I'm wondering why we don't see many instruments made with Fir?
Because it wasn't what was used in the instruments that were popular at the beginning of the ukulele's mainstream success, and those woods which were popular early have dominated the market. I think that's really the only reason. The instrument wood market is pretty tightly focused on what has worked in the past. The "experimenters" using odd stuff are usually either small makers (like Beansprout) who have a low enough volume that they can get enough of a supply of whatever they want despite the market, or large makers who are using alternative woods for some specific purpose (marketing or economical) and have enough sway over suppliers that they can get what they want. Otherwise, everyone just sticks to what has always been used.
This produces a hierarchy where the most commonly used woods are the woods that were used most commonly in the past and it's hard for woods on lower tiers of popularity to become more popular. Unfortunately I don't think the hierarchy really accounts for actual tonal/structural properties at all. There are a lot of woods in the less popular category that are great performers. Fir among them. But to a certain extent, you can really build a good sounding ukulele from a huge variety of wood species, so there's often really no motivation for big brand makers to switch unless they are forced to.

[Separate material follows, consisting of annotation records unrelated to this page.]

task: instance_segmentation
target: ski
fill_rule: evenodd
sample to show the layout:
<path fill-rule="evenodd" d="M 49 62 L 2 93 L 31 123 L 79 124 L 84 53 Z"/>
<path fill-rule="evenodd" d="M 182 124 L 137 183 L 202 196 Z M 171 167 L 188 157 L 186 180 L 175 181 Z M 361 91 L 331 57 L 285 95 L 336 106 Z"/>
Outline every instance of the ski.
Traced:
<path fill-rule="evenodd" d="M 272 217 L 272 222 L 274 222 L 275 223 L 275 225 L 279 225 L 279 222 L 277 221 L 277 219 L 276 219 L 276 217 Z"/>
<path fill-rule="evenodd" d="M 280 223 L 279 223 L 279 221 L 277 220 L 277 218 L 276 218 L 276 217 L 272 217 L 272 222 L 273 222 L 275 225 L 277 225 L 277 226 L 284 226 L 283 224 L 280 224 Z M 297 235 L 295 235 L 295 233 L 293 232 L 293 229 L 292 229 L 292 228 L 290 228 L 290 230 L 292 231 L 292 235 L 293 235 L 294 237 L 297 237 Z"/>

So, basically, what it boils down to is that you don't see a lot of fir because it is hard to get a good supply of acceptable fir - because fir trees aren't really targeted for use in instruments. For a top, you really want quartersawn wood free from defects (pin knots, runout, twist etc) with tight ring spacing. For hardwoods this isn't so critical, but for a softwood like fir, it becomes pretty important - it's hard to make a top from flat sawn softwood and have it turn out nicely, because the stiffness and other characteristics just aren't there. This basically puts builders in a position where they have to be picky about their softwood tops. And this requisite picky-ness means that there's a sort of self-sustaining cycle where some softwoods are easy to get in instrument-quality lumber and some aren't - just based on what has been popular in the past, and not really based on what is actually suitable.
Sawyers will go looking for a red spruce tree big and straight enough to work for guitars, but they don't do that for fir. A lot of softwoods are grown and harvested for construction lumber, where they don't really care about growth ring spacing or small knots. Those tree farming methods produce a really high volume of lumber but don't really produce instrument-quality wood. A species like fir that's used almost exclusively as construction lumber is rarely if ever harvested in bulk outside these methods - so there just really isn't much quality, stiff, quartersawn fir around. To get the instrument quality wood, a sawyer has to go looking for it - which they only do for species that are already popular, like red spruce or sitka spruce or red cedar, etc. So for a species like douglas fir, there isn't much of a supply of the right stuff.
Kala or Martin could go out tomorrow and work with their suppliers to start getting a supply of fir, and then switch all their spruce-topped models to fir, but there's really no reason for them to do that. Manufacturers use what's available to them in the right volume at the right price, and what they're familiar with. This creates a perception in the marketplace that those woods are "the best" from a tone or structural perspective. The popular woods are certainly good - but that doesn't meant that unpopular woods aren't good as well.